TLDR:
A government-granted exclusive right allowing an inventor to prevent others from making, using, or selling an invention for a set period (typically 20 years) in exchange for public disclosure.
What is a Patent?
A patent is a government-granted exclusive right that allows an inventor to prevent others from making, using, selling, or importing an invention for a set period.
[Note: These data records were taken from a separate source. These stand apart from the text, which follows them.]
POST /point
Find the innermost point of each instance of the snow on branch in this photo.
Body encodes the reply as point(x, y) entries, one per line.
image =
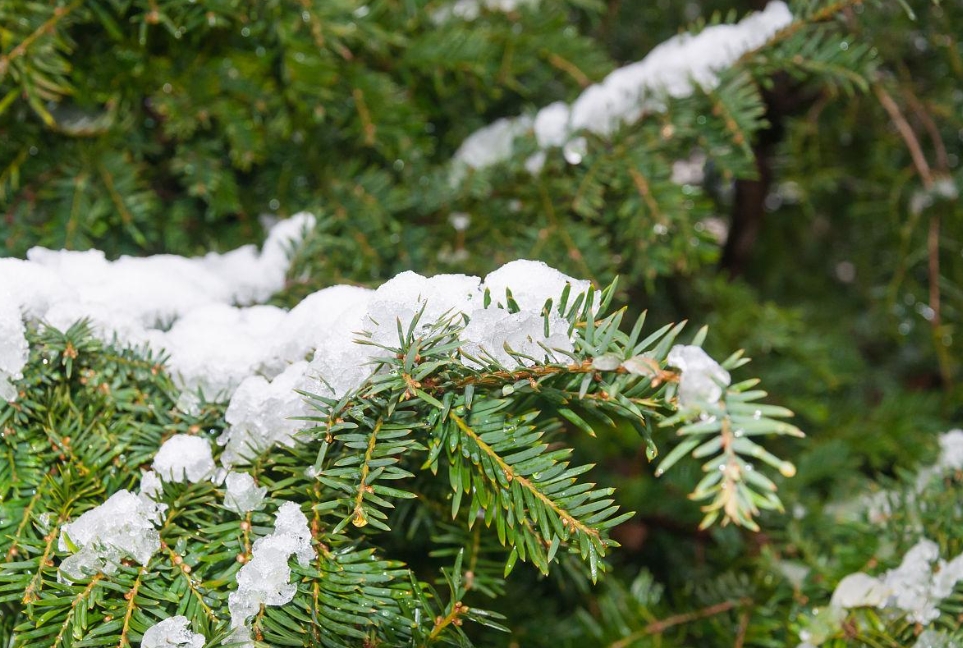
point(673, 69)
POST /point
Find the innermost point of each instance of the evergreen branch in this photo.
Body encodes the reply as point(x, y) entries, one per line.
point(642, 186)
point(80, 598)
point(131, 597)
point(360, 519)
point(660, 626)
point(59, 13)
point(511, 475)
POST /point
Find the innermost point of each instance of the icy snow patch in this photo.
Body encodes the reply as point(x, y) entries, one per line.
point(13, 347)
point(212, 346)
point(265, 580)
point(672, 69)
point(702, 379)
point(172, 633)
point(916, 587)
point(184, 457)
point(951, 451)
point(121, 527)
point(243, 495)
point(401, 298)
point(491, 330)
point(531, 284)
point(261, 414)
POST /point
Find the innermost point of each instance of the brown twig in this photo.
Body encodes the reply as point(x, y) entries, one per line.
point(660, 626)
point(933, 235)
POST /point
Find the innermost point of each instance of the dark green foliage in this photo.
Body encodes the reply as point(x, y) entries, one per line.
point(144, 126)
point(488, 445)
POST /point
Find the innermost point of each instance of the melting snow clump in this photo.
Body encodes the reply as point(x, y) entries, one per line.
point(702, 380)
point(951, 451)
point(243, 495)
point(184, 457)
point(172, 633)
point(531, 284)
point(13, 346)
point(265, 580)
point(261, 413)
point(915, 588)
point(491, 330)
point(121, 527)
point(673, 69)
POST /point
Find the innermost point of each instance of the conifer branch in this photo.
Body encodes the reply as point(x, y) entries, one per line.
point(46, 28)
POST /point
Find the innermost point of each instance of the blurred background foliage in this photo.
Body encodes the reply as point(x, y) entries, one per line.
point(824, 235)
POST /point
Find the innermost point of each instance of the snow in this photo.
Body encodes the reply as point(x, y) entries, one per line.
point(933, 639)
point(673, 69)
point(13, 346)
point(859, 589)
point(184, 457)
point(915, 588)
point(213, 348)
point(551, 125)
point(185, 307)
point(243, 495)
point(702, 380)
point(493, 143)
point(951, 451)
point(531, 284)
point(491, 330)
point(172, 633)
point(151, 488)
point(121, 527)
point(265, 579)
point(260, 414)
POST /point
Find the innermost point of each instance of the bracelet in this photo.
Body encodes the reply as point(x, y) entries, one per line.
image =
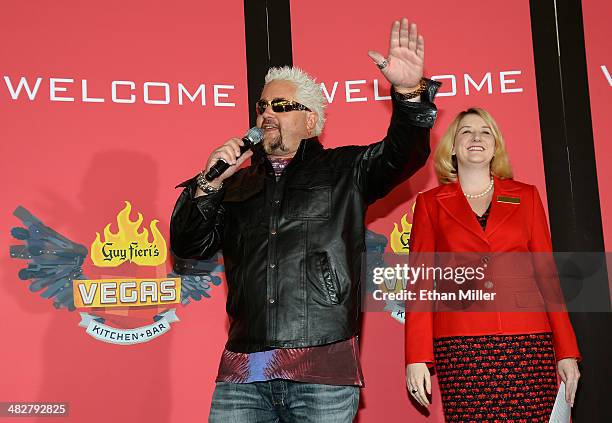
point(415, 93)
point(205, 186)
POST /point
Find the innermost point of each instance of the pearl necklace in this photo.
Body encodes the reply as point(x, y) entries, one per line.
point(482, 194)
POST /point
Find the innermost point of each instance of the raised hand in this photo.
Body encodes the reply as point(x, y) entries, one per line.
point(403, 67)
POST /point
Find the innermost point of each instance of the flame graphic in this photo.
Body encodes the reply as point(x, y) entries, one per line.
point(399, 238)
point(128, 244)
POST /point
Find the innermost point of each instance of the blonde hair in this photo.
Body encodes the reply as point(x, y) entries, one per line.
point(308, 92)
point(446, 165)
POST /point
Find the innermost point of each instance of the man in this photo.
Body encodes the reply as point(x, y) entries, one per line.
point(291, 227)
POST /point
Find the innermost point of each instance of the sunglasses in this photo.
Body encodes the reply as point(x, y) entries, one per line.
point(279, 105)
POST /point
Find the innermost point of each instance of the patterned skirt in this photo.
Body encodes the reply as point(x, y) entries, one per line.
point(494, 378)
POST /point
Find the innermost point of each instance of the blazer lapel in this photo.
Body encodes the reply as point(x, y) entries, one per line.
point(455, 204)
point(506, 201)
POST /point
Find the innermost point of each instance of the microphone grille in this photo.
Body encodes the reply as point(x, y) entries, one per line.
point(255, 134)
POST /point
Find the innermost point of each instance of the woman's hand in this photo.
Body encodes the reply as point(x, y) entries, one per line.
point(418, 382)
point(568, 370)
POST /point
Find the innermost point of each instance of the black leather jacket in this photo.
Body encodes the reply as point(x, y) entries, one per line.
point(293, 248)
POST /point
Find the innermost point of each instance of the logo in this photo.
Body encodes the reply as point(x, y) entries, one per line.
point(117, 310)
point(128, 244)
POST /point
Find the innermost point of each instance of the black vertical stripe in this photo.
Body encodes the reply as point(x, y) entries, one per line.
point(571, 182)
point(267, 27)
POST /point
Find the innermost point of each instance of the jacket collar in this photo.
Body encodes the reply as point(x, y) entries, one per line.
point(452, 200)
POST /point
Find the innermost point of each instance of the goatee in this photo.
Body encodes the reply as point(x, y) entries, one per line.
point(275, 145)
Why Patents are Relevant to a Growing Startup
Patents protect innovation investment, prevent competitors from copying inventions, can be licensed to generate revenue, and can become valuable assets in M&A transactions.
Types of Patents
Most patents fall into three categories: utility patents (protecting how something works or is made — the most common type), design patents (protecting ornamental appearance), and plant patents (protecting new plant varieties in the US system). For technology startups, utility patents dominate, covering software methods, hardware implementations, biochemical processes, and mechanical inventions.
Strategic Considerations for Founders
Patent strategy is highly contextual. In hardware and biotech, patents are existential — they signal credibility to investors and underpin licensing models. In pure software, patentability is contested in many jurisdictions (the EPO and Turkish Patent Institute exclude pure software from patentability; the US has narrowed software patents through Alice and progeny) and patents are often less defensible than trade secrets, network effects, and execution speed.
Filing Costs and Timing
A US utility patent application typically costs $10,000–$25,000 through to issuance, with international protection via the Patent Cooperation Treaty (PCT) and national-phase filings multiplying the cost significantly. Provisional applications offer a low-cost ($1,500–$3,000) one-year placeholder to establish priority while a full application is prepared.